La temporada de ciclones 2026 arrancó con pronósticos que ponen en alerta a las costas mexicanas. Los especialistas prevén hasta 21 sistemas en el Pacífico y hasta 15 en el Atlántico, mientras que la Secretaría de Hacienda informó que duplicó la cobertura del seguro contra catástrofes a 10 mil 400 millones de pesos. Sin embargo, el dinero disponible no garantiza que los municipios más expuestos cuenten con la infraestructura básica para enfrentar embates naturales, especialmente tras la extinción del Fonden en 2021.
De acuerdo con la Comisión Nacional del Agua (Conagua) y el Servicio Meteorológico Nacional, la actividad ciclónica de este año se considera por encima del promedio histórico. El incremento en la frecuencia e intensidad de estos fenómenos responde al calentamiento de los océanos y a patrones climáticos globales alterados. Para las comunidades costeras, esto no es un dato estadístico, sino una realidad que puede significar la diferencia entre salir airosos o perderlo todo.
El cambio en el esquema de financiamiento es un factor clave. Desde 2021, el gobierno federal extinguió el Fideicomiso del Fondo de Desastres Naturales (Fonden), que operaba como un «colchón» financiero autónomo, y lo sustituyó por un programa presupuestario anual. Esto significa que los recursos para reconstrucción ya no están blindados, sino que dependen del Presupuesto de Egresos de la Federación de cada año, lo que puede generar retrasos burocráticos en medio de una emergencia.
Aunque el gobierno federal cuenta con instrumentos financieros como la póliza de seguros parametrizados —que paga automáticamente al detectarse un huracán de cierta magnitud— y destina alrededor de 18-19 mil millones de pesos anuales para atención de desastres, la vulnerabilidad real se encuentra en el nivel municipal. Muchas demarcaciones carecen de sistemas de drenaje pluvial adecuados, no han actualizado sus atlas de riesgo desde hace años y sus protocolos de evacuación existen solo en el papel. Cuando el agua empieza a subir, la teoría se va por el desagüe.
Los municipios con mayor exposición se ubican principalmente en las costas del Pacífico y del Golfo de México. En estados como Guerrero, Oaxaca, Veracruz y Quintana Roo, existen asentamientos humanos en zonas inundables que históricamente han sido golpeados por huracanes. La falta de ordenamiento territorial permite que la gente siga construyendo en lugares de alto riesgo, y cuando llega el fenómeno, los daños son predecibles y, en muchos casos, evitables.
La preparación va más allá del dinero. Un municipio preparado cuenta con refugios temporales identificados y equipados, rutas de evacuación señalizadas, sistemas de alerta temprana operativos y brigadas de protección civil capacitadas. Además, debe tener un atlas de riesgo actualizado que identifique claramente las zonas vulnerables. Sin estos elementos, el presupuesto de emergencia se convierte en un parche que no resuelve el problema de fondo.
Para los habitantes de zonas costeras, la recomendación es clara: no hay que esperar a que el cielo se ponga negro para actuar. Consultar el atlas de riesgo de su municipio, identificar la ruta de evacuación más cercana y tener lista una mochila de emergencia con documentos, agua y alimentos no perecederos es básico. La protección civil federal y estatal publica guías de preparación, pero la responsabilidad individual es igual de importante que la institucional.
El historial de daños entre 2020 y 2025 muestra que los huracanes Hanna, Laura, Delta, Zeta, Grace, Otis y otros sistemas han dejado miles de millones de pesos en pérdidas. La reconstrucción es costosa y lenta, y muchas familias nunca se recuperan completamente del impacto económico.

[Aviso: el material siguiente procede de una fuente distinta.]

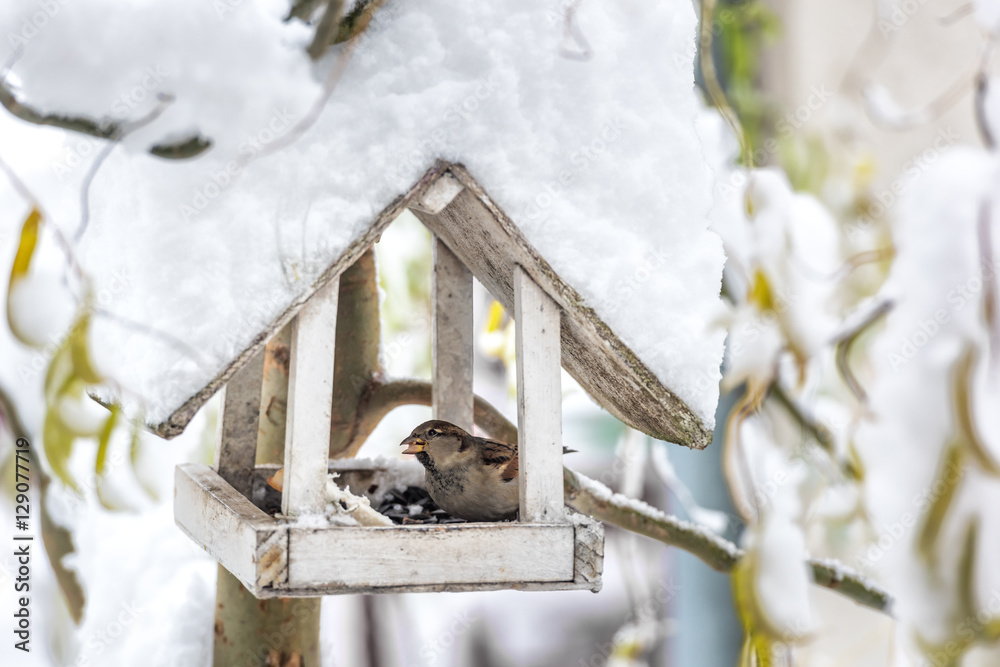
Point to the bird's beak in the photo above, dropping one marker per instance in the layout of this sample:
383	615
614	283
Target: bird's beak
414	445
277	480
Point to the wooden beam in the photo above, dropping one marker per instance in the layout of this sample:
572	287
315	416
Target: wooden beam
427	555
452	336
236	446
539	401
310	399
248	542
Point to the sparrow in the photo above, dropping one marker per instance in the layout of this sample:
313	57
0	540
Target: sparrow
468	477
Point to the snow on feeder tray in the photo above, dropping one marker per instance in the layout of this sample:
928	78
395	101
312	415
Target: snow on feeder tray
548	548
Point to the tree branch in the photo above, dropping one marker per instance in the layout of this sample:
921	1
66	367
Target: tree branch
589	497
102	129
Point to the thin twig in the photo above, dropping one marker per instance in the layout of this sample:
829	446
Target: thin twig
586	496
145	329
845	341
711	79
102	129
326	29
123	130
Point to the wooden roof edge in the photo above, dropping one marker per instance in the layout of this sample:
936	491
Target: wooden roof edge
178	420
690	430
685	427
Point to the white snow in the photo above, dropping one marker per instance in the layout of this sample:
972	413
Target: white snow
604	172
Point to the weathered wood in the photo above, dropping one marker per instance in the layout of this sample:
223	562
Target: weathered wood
539	401
336	560
236	444
423	555
248	542
452	337
274	398
437	197
490	244
310	396
174	424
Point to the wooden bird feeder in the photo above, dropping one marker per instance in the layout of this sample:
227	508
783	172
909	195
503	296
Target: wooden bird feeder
548	548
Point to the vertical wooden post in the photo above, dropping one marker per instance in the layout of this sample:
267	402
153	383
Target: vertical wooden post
539	401
236	446
452	336
310	400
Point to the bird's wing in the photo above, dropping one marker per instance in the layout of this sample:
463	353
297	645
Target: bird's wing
499	454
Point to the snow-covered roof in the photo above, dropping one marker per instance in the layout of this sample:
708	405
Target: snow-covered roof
589	148
490	244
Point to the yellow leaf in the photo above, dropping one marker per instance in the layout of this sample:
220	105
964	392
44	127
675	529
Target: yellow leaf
57	441
760	293
82	364
967	571
104	438
961	393
949	477
22	262
26	247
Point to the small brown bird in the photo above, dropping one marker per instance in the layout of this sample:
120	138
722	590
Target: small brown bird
468	477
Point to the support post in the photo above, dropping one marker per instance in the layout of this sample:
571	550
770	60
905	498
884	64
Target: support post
310	400
236	446
539	401
452	336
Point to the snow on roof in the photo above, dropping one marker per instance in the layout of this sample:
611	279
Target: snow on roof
597	161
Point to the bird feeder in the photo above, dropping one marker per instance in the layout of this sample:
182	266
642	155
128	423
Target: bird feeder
547	548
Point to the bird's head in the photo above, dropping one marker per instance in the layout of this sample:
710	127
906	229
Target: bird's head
438	443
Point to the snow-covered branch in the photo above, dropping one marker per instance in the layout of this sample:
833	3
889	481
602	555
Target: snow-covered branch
591	497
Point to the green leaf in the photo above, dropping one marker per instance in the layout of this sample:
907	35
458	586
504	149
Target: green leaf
961	392
57	441
104	438
949	480
80	352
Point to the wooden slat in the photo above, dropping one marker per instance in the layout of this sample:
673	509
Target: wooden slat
248	542
452	336
539	401
490	244
310	397
428	555
236	448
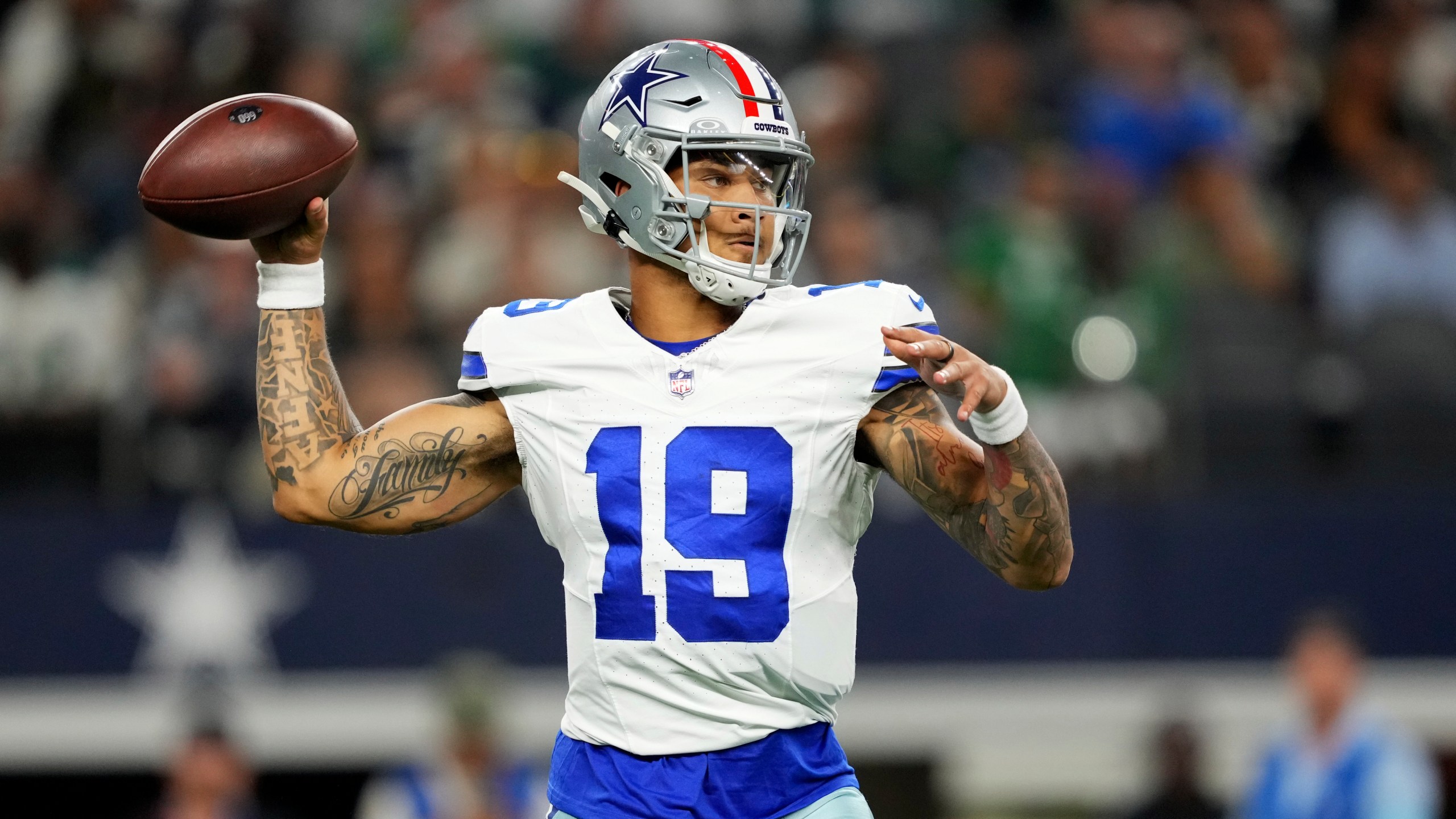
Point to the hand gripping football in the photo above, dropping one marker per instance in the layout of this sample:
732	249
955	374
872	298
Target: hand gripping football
246	167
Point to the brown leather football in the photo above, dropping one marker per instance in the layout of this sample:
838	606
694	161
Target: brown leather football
246	167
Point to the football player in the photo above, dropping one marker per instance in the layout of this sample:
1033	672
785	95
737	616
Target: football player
702	449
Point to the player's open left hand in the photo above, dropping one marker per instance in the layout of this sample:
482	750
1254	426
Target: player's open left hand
948	367
302	242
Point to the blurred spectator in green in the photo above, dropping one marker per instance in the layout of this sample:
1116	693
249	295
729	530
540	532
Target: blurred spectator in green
1021	266
1340	758
1180	792
1392	248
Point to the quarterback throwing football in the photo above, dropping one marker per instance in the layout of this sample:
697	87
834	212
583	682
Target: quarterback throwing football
701	449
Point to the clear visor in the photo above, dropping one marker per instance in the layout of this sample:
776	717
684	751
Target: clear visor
737	208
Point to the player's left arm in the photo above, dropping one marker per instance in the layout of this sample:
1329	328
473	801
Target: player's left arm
1005	503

Sin el Fonden como fideicomiso autónomo, la dependencia del presupuesto anual hace que la respuesta sea más vulnerable a los tiempos políticos y administrativos.
Las autoridades municipales tienen la obligación de mantener actualizados sus planes de contingencia y de realizar simulacros periódicos con la participación de la comunidad. Sin embargo, la realidad es que muchos ayuntamientos destinan presupuestos mínimos a la protección civil y priorizan otras obras más visibles. Cuando llega el desastre, la factura es mucho más alta, y quien termina pagando los platos rotos es la población más vulnerable.

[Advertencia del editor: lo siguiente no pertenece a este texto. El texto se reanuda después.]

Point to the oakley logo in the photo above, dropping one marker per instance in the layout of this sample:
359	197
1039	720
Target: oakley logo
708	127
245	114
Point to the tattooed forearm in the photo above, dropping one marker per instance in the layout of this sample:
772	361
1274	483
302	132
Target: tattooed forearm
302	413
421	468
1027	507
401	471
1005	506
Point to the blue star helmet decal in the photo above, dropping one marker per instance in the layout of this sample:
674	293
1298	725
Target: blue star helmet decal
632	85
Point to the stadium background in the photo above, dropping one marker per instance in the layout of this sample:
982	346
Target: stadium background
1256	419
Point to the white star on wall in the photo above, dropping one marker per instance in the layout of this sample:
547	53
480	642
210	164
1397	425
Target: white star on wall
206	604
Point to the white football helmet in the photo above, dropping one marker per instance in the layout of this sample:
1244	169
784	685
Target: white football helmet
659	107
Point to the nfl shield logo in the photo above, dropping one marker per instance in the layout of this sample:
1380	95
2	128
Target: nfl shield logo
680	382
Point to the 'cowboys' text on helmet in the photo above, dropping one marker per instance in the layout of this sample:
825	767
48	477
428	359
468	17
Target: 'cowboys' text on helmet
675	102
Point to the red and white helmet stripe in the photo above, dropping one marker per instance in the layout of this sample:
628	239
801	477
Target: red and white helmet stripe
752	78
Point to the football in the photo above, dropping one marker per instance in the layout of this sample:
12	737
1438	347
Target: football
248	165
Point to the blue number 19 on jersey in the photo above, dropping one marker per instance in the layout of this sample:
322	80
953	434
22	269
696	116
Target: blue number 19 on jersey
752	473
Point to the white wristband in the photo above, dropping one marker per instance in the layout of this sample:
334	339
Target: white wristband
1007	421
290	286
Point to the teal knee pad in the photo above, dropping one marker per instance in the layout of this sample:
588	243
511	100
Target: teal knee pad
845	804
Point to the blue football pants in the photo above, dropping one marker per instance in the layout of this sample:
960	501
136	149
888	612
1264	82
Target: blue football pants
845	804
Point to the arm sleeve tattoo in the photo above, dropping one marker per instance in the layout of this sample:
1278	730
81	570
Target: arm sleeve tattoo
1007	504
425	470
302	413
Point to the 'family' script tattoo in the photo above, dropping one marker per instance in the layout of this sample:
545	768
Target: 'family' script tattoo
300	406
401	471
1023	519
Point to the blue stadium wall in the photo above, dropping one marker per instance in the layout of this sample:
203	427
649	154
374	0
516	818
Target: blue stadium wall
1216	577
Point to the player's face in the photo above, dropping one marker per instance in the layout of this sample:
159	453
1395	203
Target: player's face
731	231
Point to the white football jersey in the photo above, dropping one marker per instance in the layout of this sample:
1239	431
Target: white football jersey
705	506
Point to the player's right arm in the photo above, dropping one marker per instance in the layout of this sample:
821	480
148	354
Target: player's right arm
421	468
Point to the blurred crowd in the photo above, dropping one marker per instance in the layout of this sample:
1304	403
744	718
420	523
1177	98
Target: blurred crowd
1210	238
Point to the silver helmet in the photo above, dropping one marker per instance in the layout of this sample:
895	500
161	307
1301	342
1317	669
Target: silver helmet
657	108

En conclusión, México cuenta con más recursos financieros para enfrentar desastres a través del seguro contra catástrofes, pero el dinero no detiene el viento ni seca las inundaciones. La extinción del Fonden y su sustitución por un programa presupuestario anual hace que la preparación local sea aún más crítica. La verdadera resiliencia requiere infraestructura adecuada, planeación urbana responsable y una ciudadanía informada. Mientras los municipios no cierren la brecha entre el presupuesto disponible y la capacidad de respuesta real, la temporada de huracanes seguirá siendo una cuenta de riesgos para millones de mexicanos.